Sebuah candra keempat Sangkala , ditemukan di situs Pangeran Santomerto yang menunjukkan tanggal kematian pangeran Santomerto, paman Praseno dan hal ini sesuai dengan tahun 1574.
Sebuah candra kelima Sangkala yang terukir di sayap kiri dari portal utama makam ibu Praseno di Madegan. Ini melambangkan naga melalui kepala ke ekor dengan panah. Ini melambangkan tahun 1546 Saka atau 1624 M. Ini adalah tahun dimana Praseno diangkat oleh Sultan Agungdengan gelar Pangeran Cakraningrat I.
Berangkat dari temuan prasasti dan situs itulah, akhirnya Pemkab Sampang menggelar Seminar Penentuan Hari Jadi Kabupaten Sampang. Yang diundang sebagai pembicara antara lain, peneliti sejarah dari Fakultas Sastra Jurusan Arkeologi Universitas Gajah Mada (UGM) Jogjakarta.

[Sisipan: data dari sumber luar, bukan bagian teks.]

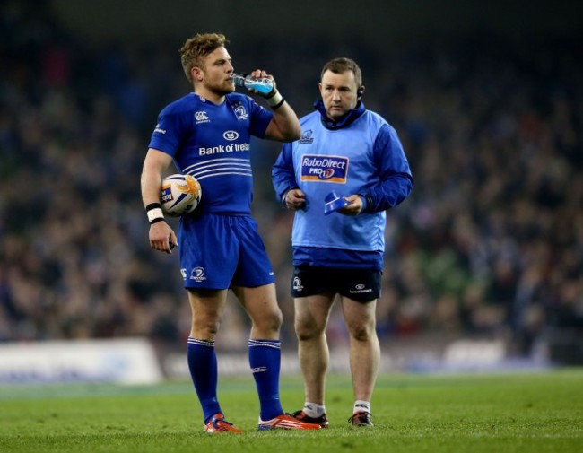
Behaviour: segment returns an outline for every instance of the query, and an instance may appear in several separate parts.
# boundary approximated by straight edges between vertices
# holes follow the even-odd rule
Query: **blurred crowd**
[[[189,91],[181,42],[83,41],[50,11],[18,4],[0,14],[0,341],[144,335],[182,348],[189,314],[178,257],[150,248],[139,192],[156,115]],[[577,42],[483,36],[379,52],[305,38],[293,55],[283,39],[244,44],[230,47],[235,67],[275,68],[299,116],[311,109],[323,64],[353,57],[365,105],[400,135],[415,186],[387,213],[381,342],[503,338],[527,356],[557,332],[580,335]],[[292,216],[271,186],[279,146],[254,145],[254,212],[292,347]],[[344,344],[333,316],[330,341]],[[218,346],[243,347],[246,323],[231,304]]]

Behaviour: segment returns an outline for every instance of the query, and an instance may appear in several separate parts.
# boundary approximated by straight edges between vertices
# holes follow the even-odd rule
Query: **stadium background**
[[[323,64],[353,57],[365,104],[399,132],[415,187],[388,213],[386,353],[431,362],[465,339],[582,363],[583,4],[523,3],[0,2],[0,342],[138,336],[181,353],[186,294],[177,257],[149,248],[139,175],[158,111],[189,89],[178,48],[219,31],[300,116]],[[292,353],[278,151],[255,143],[254,212]],[[343,351],[337,310],[329,334]],[[231,304],[219,347],[243,353],[246,335]]]

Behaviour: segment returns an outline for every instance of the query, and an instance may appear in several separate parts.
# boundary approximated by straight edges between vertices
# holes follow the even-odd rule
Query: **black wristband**
[[[272,110],[277,110],[280,107],[283,105],[283,102],[285,102],[285,100],[282,98],[282,100],[279,101],[279,103],[275,104],[274,106],[272,106],[271,109]]]
[[[147,213],[148,211],[152,211],[152,209],[156,209],[157,207],[161,208],[162,205],[161,205],[160,203],[151,203],[150,205],[148,205],[145,207],[145,209],[146,209],[146,213]]]

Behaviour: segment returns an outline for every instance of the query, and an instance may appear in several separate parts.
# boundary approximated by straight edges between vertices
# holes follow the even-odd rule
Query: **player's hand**
[[[360,195],[351,195],[350,196],[343,196],[350,205],[345,205],[342,209],[338,209],[337,213],[344,215],[358,215],[362,211],[362,198]]]
[[[267,74],[263,69],[256,69],[255,71],[252,71],[251,74],[249,74],[249,75],[251,77],[256,78],[256,79],[266,78],[266,79],[270,79],[270,80],[272,80],[274,82],[274,89],[271,91],[269,91],[268,93],[266,93],[266,94],[263,93],[263,92],[259,92],[257,90],[251,90],[251,89],[249,89],[249,91],[251,91],[251,92],[253,92],[255,94],[257,94],[257,95],[261,96],[262,98],[271,98],[272,95],[274,95],[275,93],[275,91],[277,91],[277,84],[275,83],[275,80],[274,79],[274,76],[271,75],[270,74]]]
[[[150,226],[150,247],[161,252],[172,253],[178,240],[166,222],[157,222]]]
[[[299,188],[288,190],[285,194],[285,205],[290,211],[302,209],[306,205],[306,194]]]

Kesimpulan seminar, situs Sumur Daksan, Buju’ Nandi, Bangsacara, dan Pangeran Santo Merto dinyatakan tidak bisa dijadikan sebagai referensi. Alasannya, tidak ada bukti atau referensi kepustakaan otentik yang mendukung.

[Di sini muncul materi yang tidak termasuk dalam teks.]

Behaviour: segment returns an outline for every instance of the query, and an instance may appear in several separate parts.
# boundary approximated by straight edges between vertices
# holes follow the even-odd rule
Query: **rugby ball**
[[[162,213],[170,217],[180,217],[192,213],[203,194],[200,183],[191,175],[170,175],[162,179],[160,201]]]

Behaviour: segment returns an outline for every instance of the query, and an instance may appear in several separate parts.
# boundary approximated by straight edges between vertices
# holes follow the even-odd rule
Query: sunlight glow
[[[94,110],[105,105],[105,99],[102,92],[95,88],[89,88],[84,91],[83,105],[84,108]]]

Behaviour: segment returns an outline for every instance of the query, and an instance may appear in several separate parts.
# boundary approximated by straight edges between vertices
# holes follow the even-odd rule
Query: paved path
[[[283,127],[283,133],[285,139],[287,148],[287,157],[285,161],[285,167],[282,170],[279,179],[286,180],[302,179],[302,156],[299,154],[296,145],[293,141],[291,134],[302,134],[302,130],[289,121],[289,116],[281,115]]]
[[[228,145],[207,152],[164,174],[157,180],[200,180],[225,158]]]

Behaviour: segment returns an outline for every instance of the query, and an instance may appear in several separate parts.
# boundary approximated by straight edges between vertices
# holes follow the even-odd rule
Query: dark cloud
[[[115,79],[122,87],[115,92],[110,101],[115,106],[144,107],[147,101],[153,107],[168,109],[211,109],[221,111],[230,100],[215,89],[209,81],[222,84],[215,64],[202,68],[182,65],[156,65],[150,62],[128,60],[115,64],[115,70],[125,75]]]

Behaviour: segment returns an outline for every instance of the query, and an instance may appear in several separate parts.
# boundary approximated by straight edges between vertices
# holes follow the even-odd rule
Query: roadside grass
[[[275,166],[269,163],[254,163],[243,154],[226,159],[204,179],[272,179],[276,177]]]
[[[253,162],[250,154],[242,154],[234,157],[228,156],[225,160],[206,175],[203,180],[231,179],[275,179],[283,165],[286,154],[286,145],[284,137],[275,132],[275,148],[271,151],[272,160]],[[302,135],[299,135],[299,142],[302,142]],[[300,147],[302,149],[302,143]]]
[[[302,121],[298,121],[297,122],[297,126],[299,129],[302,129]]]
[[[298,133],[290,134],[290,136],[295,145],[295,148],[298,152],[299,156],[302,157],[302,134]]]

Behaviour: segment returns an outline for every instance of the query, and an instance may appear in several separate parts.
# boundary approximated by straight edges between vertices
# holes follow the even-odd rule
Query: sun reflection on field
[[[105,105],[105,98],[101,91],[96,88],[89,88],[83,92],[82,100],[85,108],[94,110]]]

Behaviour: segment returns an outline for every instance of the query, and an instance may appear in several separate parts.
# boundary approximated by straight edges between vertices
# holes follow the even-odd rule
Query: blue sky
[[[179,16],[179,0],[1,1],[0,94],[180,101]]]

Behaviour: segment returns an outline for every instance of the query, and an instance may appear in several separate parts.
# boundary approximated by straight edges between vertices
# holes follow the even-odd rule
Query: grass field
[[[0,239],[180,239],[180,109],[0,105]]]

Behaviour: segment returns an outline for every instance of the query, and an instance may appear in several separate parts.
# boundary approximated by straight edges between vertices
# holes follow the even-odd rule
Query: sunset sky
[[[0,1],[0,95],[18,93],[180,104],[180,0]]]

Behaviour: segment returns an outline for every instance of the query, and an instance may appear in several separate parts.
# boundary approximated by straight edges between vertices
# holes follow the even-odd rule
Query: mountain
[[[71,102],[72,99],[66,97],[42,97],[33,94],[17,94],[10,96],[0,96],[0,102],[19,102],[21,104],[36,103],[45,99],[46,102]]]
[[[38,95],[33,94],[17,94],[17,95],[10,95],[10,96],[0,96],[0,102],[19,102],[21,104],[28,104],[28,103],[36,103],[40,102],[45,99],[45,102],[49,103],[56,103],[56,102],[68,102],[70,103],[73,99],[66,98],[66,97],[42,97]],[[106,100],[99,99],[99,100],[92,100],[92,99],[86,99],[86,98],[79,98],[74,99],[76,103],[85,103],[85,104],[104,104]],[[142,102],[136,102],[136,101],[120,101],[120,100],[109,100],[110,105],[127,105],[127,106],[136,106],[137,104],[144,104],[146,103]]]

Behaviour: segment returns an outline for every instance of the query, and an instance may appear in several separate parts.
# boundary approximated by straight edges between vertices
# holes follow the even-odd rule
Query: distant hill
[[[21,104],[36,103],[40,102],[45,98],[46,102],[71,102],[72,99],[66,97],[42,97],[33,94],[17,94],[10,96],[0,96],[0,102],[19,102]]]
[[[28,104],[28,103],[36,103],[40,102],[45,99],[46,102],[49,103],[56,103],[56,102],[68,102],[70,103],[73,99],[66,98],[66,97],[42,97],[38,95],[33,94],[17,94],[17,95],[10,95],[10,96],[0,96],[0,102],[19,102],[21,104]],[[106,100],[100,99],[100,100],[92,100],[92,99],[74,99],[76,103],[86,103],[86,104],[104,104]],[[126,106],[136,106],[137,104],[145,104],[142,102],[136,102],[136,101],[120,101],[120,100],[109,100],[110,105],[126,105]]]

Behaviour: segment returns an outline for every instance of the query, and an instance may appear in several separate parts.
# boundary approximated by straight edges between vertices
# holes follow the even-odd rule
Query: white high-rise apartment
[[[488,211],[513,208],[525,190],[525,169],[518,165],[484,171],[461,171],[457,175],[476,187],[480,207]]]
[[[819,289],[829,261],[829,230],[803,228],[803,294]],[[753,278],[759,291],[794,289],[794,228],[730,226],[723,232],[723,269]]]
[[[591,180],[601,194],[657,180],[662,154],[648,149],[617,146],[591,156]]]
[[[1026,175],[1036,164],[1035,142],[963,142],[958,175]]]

Khusus prasasti Pangeran Santo Merto, sebenarnya disertai bukti tulisan ahli sejarah asal Belanda, HJ De Graff. Tapi, tulisan tersebut dinyatakan tidak representatif dijadikan dasar penetapan Hari Jadi Kabupaten Sampang. Setelah melalui adu argumentasi dan pengkajian ilmiah secara mendalam, akhirnya situs Makam Rato Ebuh yang ditetapkan sebagai acuan untuk menentukan Hari Jadi Kabupaten Sampang," jelas Ali Daud Bey.

      Pada Zaman Majapahit di Sampang ditempatkan seorang Kamituwo yang pangkatnya hanya sebagai patih, jadi boleh dikatakan kepatihan yang berdiri sendiri.[6]

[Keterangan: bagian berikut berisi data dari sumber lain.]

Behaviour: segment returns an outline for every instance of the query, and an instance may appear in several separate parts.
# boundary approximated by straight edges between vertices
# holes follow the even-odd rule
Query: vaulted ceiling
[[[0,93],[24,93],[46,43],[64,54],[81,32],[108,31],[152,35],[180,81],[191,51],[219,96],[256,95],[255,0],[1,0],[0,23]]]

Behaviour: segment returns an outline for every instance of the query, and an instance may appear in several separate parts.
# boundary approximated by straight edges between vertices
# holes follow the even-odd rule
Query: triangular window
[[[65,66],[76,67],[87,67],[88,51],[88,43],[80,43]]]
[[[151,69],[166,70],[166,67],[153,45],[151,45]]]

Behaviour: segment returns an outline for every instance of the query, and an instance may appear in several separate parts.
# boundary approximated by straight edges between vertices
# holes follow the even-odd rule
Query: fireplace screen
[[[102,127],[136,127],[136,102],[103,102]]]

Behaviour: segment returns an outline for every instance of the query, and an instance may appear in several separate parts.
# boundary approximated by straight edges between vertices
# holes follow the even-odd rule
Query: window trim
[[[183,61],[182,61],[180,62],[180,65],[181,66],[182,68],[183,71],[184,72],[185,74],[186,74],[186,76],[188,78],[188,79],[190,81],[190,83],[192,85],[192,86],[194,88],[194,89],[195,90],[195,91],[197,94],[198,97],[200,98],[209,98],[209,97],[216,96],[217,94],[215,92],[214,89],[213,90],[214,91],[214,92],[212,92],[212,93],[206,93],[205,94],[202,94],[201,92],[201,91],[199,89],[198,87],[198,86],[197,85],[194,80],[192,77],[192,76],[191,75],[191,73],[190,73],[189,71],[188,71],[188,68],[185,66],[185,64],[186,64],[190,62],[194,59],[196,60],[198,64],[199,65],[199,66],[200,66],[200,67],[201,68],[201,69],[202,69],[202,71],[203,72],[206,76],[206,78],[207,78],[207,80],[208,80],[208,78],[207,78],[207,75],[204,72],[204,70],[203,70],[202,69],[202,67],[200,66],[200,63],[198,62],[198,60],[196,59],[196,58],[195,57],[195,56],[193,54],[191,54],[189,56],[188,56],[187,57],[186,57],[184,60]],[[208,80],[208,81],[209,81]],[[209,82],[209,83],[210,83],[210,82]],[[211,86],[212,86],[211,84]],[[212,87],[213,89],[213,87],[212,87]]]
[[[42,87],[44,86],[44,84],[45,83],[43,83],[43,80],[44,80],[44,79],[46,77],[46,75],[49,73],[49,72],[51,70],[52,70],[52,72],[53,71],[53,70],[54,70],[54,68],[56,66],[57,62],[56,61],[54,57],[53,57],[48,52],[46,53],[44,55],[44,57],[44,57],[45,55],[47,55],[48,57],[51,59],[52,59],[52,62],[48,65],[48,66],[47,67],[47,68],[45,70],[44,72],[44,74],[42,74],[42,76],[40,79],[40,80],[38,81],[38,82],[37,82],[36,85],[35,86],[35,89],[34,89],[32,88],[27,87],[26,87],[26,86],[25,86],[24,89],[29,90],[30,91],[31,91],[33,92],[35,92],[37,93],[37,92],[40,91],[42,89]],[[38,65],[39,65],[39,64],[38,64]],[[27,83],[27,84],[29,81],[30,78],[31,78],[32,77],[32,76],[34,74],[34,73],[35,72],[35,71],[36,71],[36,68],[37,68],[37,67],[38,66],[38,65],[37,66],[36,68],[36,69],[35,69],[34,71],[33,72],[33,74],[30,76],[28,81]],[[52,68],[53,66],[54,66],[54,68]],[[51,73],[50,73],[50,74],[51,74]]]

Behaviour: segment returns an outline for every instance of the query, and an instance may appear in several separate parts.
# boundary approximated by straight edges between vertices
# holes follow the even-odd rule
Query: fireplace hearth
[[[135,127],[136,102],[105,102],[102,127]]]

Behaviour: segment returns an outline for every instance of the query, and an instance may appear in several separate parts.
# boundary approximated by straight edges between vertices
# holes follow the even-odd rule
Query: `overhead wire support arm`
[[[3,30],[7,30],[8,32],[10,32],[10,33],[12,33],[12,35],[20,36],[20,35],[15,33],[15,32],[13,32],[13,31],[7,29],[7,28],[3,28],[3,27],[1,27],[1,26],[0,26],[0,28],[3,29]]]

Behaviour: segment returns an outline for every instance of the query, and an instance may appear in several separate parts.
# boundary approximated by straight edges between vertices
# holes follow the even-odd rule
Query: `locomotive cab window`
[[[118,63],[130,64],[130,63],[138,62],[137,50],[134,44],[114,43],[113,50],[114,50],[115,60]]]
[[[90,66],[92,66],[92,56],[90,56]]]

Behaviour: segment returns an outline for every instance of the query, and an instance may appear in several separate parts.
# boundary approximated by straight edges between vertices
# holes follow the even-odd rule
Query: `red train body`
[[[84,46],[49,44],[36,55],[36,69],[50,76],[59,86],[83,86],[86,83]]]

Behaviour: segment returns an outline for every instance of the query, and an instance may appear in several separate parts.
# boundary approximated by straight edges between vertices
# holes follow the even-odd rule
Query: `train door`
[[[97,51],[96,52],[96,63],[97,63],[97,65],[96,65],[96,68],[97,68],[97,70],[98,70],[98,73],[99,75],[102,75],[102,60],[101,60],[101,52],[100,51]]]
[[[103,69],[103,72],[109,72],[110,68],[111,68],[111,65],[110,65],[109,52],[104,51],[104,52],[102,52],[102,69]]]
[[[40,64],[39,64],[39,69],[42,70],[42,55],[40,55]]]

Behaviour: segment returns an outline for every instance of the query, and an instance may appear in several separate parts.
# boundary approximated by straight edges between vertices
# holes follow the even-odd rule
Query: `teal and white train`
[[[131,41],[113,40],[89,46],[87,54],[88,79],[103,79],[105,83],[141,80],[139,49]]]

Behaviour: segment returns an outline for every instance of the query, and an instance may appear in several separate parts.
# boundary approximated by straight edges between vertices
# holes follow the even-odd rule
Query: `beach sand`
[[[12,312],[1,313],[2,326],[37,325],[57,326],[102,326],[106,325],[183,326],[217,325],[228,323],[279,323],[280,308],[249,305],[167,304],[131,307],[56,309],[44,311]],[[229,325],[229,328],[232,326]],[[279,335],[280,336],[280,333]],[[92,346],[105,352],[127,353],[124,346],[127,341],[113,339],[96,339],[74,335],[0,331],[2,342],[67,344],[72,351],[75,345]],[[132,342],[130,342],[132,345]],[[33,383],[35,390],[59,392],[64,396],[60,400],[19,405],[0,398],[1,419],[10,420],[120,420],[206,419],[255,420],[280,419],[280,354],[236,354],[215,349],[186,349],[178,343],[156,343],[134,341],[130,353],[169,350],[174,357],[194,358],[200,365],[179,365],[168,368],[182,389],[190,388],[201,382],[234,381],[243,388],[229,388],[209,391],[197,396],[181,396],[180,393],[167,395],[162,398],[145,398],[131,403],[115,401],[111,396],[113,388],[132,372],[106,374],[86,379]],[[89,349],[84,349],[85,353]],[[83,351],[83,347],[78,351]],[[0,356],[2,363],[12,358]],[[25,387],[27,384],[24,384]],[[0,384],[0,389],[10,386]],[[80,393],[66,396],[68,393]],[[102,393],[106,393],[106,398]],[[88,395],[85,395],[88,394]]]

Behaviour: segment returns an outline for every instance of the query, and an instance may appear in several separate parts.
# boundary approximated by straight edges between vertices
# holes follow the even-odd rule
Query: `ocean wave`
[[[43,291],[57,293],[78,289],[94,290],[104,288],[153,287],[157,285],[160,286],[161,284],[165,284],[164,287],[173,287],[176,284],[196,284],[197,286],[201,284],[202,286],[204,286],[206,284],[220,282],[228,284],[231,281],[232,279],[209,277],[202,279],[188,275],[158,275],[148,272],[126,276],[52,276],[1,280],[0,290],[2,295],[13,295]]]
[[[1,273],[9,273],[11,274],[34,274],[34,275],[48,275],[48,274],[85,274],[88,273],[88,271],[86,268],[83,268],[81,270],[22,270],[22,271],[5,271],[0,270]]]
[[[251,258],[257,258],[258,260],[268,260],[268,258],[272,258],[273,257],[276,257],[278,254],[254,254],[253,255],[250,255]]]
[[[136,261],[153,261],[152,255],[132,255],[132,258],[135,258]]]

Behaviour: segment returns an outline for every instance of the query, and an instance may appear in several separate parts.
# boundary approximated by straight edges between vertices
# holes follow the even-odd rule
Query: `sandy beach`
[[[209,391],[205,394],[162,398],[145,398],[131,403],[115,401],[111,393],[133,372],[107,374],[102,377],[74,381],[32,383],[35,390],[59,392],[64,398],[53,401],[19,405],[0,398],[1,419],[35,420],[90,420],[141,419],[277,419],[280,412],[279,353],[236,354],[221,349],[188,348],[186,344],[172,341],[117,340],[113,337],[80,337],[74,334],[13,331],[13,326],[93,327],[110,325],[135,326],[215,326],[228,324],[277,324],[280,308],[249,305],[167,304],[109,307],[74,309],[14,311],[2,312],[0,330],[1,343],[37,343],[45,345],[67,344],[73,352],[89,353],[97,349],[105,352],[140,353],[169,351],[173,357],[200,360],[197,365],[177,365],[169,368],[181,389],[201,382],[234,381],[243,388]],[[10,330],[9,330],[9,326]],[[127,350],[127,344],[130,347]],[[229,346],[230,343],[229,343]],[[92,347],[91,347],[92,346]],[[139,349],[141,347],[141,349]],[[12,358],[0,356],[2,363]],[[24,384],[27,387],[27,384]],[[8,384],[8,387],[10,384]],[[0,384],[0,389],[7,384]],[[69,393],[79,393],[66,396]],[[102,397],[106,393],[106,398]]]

Sewaktu Majapahit mulai mundur, di Sampang berkuasa Ario Lembu Peteng atau terkenal dengan sebutan Bondan Kejawan atau Ki Ageng Tarub II atau Prabu Brawijaya VI, Putera ke 14 dari Raja Majapahit Prabu Bhre Kertabhumi atau Prabu Brawijaya V atau Raden Alit dengan selirnya yaitu Puteri Champa yang bernama Ratu Dworo Wati atau Puteri Wandan Kuning. Lembu Peteng akhirnya pergi memondok di Masjid Ampel dan meninggal di sana.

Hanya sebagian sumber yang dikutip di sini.